Precisa, também a propósito do vício em análise, Lebre de Freitas[6]: “Entre os fundamentos e a decisão não pode haver contradição lógica; se, na fundamentação da sentença, o julgador segue determinada linha de raciocínio, apontando para determinada conclusão, e, em vez de a tirar, decide noutro sentido, oposto ou divergente, a oposição é causa de nulidade da sentença. Esta oposição não se confunde com o erro na subsunção dos factos à norma jurídica ou, muito menos com o erro na interpretação desta: quando, embora mal, o juiz entende que dos factos apurados resulta determinada consequência jurídica e este seu entendimento é expresso na fundamentação, ou dela decorre, encontramo-nos perante o erro de julgamento e não perante oposição geradora de nulidade; mas já quando o raciocínio expresso na fundamentação apontar para determinada consequência jurídica e na conclusão for tirada outra consequência, ainda que esta seja a juridicamente correcta, a nulidade verifica-se.”
Tal contradição não se detecta na sentença aqui escrutinada.
Ao nela se fazer consignar que “para que o beneficiário de uma hipoteca constituída a favor dum terceiro só pode accionar a sua garantia depois de demonstrado o incumprimento do devedor e a interpelação do garante para cumprir” e “o beneficiário de uma hipoteca ou outra garantia constituída a favor dum terceiro poderá accionar a sua garantia depois de demonstrado o incumprimento do devedor e a interpelação do garante para cumprir, pelo que não poderá proceder o pretendido pelas requerentes”, não existe o denunciado “salto lógico” denunciado pela recorrentes pelo facto de, segundo elas, não se mostrar comprovado o incumprimento do devedor.
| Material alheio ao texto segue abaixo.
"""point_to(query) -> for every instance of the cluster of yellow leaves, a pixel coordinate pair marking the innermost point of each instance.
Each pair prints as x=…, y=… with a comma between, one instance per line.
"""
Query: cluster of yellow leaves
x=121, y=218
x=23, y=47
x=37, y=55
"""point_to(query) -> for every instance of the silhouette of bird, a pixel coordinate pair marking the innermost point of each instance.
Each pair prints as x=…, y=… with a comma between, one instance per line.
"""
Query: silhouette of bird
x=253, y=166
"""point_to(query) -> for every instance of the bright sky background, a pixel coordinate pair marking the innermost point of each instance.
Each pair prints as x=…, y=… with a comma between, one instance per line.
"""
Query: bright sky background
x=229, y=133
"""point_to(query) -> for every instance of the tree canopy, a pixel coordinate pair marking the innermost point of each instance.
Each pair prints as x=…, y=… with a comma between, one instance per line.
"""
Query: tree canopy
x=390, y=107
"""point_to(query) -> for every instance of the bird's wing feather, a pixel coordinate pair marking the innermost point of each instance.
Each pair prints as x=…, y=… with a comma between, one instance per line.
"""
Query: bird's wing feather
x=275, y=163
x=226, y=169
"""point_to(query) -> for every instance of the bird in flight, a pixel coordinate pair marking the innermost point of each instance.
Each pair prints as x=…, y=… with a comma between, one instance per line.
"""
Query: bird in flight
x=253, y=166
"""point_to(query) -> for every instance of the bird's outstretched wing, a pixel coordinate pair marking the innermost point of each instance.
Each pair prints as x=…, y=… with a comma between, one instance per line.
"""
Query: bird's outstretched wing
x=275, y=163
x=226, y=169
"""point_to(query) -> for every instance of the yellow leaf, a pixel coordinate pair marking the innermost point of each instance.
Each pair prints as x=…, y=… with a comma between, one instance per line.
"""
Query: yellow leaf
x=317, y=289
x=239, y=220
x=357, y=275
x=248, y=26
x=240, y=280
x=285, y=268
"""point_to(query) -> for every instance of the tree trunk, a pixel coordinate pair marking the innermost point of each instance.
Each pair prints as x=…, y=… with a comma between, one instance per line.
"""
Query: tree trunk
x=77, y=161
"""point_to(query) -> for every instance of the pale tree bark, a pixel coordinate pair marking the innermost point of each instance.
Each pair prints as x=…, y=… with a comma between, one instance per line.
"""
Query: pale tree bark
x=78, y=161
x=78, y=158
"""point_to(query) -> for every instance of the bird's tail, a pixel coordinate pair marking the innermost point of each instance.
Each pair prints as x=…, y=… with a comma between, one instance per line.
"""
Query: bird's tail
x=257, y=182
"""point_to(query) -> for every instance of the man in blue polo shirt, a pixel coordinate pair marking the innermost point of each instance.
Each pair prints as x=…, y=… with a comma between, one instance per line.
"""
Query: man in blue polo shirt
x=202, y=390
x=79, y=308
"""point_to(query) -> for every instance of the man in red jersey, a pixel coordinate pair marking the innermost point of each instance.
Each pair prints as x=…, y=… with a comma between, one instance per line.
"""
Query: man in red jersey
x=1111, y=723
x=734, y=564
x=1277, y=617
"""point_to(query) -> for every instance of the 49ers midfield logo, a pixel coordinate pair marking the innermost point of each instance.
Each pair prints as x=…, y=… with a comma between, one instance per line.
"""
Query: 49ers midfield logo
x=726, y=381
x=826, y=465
O que a sentença conclui, pelos fundamentos que nela acolhe, é que as requerentes não podem formular a pretensão que deduzem com fundamento no facto de a devedora E... estar sujeita a medidas de recuperação aprovadas em processo especial de revitalização, pelo que o credor, aqui requerido, poderá accionar os terceiros garantes, aqui requerentes, verificados os aludidos pressupostos.
Não existe, assim, qualquer contradição entre a decisão e os seus fundamentos, que invalide a sentença aqui apreciada.
3. Dos pressupostos da providência cautelar requerida.
O direito fundamental de acesso aos tribunais, constitucionalmente consagrado, incorporando o direito de acção, e o princípio da sua efectiva tutela judicial, é garantido quer em relação à violação efectiva de direitos subjectivos, quer quando esteja iminente ou haja perigo de lesão desses mesmos direitos[7].
De tal forma que se pode concluir que a cada direito corresponde uma acção ou uma providência destinada ao seu reconhecimento, mas igualmente à prevenção da sua violação ou a conferir efeito útil a tal reconhecimento.
Neste contexto, o princípio da efectiva tutela judicial pressupõe a composição provisória da situação controvertida antes da decisão definitiva, de molde a prevenir a violação de direitos e/ou a assegurar a utilidade da decisão que os haja reconhecido, tarefa prosseguida através de procedimentos cautelares, de natureza urgente, cuja especificidade visa a garantia desses objectivos.
Pode-se, assim, afirmar que a “tutela processual provisória decorrente das decisões provisórias e cautelares é instrumental perante as situações jurídicas decorrentes do direito substantivo, porque o direito processual é meio de tutela dessas situações. A composição provisória realizada através da providência cautelar não deixa de se incluir nessa instrumentalidade, porque também ela serve os fins gerais de garantia que são prosseguidos pela tutela jurisdicional (…).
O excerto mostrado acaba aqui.